Le bel uniforme gris est une histoire qui utilise la forme de la « randonnée » : des rencontres successives et un refrain. J’aime cette forme d’écrits que l’on rencontre souvent en littérature jeunesse. Dans ce texte, comme dans les autres, je passe beaucoup de temps à travailler le vocabulaire. Essayer de trouver le bon mot, le plus proche possible de ma pensée, tout en restant accessible à des enfants. Même si on peut lire des histoires sans comprendre tous les mots. On peut saisir le sens d’un texte, sa musicalité, sa poésie sans pour autant tout expliquer. C’est pour moi l’une des qualités principales d’un texte. L’autre étant le rapport qu’entretien l’écrit avec l’illustration. J’aime que l’illustration complète le texte et pas qu’elle soit uniquement redondante.
Votre premier album parle d’un petit bonhomme qui part en guerre et revient sans avoir connu la guerre, la tête pleine de souvenirs, le coeur débordant d’amis et un costume multicolore.

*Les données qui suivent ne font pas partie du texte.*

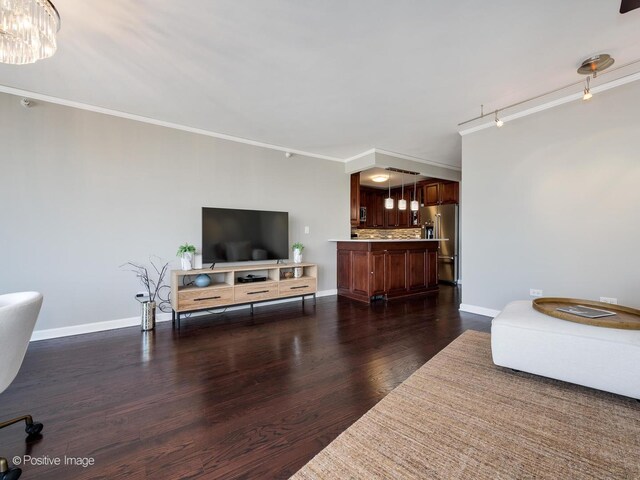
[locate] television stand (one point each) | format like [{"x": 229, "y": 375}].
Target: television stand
[{"x": 226, "y": 291}]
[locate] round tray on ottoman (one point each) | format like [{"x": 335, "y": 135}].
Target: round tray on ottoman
[{"x": 624, "y": 317}]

Quel message souhaitiez-vous transmettre aux enfants? Les enfants ont-ils besoin de textes profondément optimistes?
Je voulais parler dans ce livre d’un enfant à qui l’on dit d’aller faire la guerre. On peut imaginer que cet enfant ne va pas à l’école. Il a pris l’habitude d’obéir. Mais comme il a un bon fond, les rencontres sur son chemin vont l’amener à aider des gens, à se faire des amis. Je ne voulais pas délivrer un message. Je voulais que ce texte puisse entraîner des questions. Nous, si l’on nous disait de prendre les armes, le ferait-on ? Obéirait-on, aveuglément ? Est-ce que si cet enfant (faisant référence aux enfants soldats) allait à l’école, il aurait obéi ? Qu’aurait fait cet enfant s’il avait rencontré des soldats ? La fin est optimiste. Ce n’est pas toujours le cas dans les textes que j’écris. Je ne pense pas que ce soit obligatoire dans un livre. Mais je voulais que cet enfant continue son chemin, ses rencontres…
Les superbes illustrations d’Alessandra Fussi ont-elles été en conformité avec votre imaginaire? Quels souvenirs retirez-vous de cette première expérience d’auteur découvrant les illustrations de son récit?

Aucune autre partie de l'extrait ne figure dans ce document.